5.緞帳について
幕といえば一般の劇場にかかっている緞帳と先述の定式幕はどう違うの?という疑問を持った方もいらっしゃると思いますが,緞帳は上下に開閉します.
参照http://enmokudb.kabuki.ne.jp/phraseology/2568
現在の豪華な緞帳になる前の江戸時代~明治初期の緞帳は粗末なものだったので,定式幕が許されない小芝居に使用されていたため,その頃は緞帳芝居と揶揄されていたようです.今からは想像がつきませんね.
先日訪れた歌舞伎座の緞帳は,開演前に緞帳の提供会社の説明があります.「この緞帳は○○株式会社様から・・・・」というような説明があり,例えば10月歌舞伎では3枚の緞帳を下ろしたり上げたりして順番に観客に見せます.開演より早めに訪れると,緞帳見物も楽しめますね.

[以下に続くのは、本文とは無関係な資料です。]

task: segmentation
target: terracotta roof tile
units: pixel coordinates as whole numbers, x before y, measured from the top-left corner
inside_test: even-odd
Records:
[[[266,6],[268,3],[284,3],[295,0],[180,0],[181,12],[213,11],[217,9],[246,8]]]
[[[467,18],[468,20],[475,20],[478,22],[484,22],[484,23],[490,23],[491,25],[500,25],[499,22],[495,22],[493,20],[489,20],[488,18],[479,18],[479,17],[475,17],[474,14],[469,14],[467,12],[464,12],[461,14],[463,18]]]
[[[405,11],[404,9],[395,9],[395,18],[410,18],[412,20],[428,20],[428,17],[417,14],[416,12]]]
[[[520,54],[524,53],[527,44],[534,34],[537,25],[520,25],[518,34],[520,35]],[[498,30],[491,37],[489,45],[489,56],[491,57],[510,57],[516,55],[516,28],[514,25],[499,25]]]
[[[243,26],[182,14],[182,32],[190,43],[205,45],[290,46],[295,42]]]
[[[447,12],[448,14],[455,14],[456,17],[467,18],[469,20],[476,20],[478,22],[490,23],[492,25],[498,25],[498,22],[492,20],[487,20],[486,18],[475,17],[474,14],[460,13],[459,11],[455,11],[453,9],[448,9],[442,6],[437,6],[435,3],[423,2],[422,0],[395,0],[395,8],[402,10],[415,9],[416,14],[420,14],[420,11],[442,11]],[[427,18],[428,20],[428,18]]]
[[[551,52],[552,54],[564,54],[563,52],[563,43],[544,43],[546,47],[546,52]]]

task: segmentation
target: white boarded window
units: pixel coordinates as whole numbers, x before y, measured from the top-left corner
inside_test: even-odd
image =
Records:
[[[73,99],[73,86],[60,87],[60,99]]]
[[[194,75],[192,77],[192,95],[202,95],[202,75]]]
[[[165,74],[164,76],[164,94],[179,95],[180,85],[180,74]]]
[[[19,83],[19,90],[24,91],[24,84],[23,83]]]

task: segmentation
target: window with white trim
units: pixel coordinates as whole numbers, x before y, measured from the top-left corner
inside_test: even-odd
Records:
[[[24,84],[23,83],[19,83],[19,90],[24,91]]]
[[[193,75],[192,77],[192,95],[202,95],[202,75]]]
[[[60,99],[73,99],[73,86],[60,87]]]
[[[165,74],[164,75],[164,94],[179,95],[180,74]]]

ちなみにこのような緞帳ですが,たくさんの会社が作るノウハウを持っているわけではありませんが,私はその一つの京都郊外にある制作現場に行ったことがあります.もちろん大きなものですので,体育館のような場所で裏返しにされ作っていきます.模様を直接見ながら製作できないため,作る方は素晴しい技術だなと感心しました.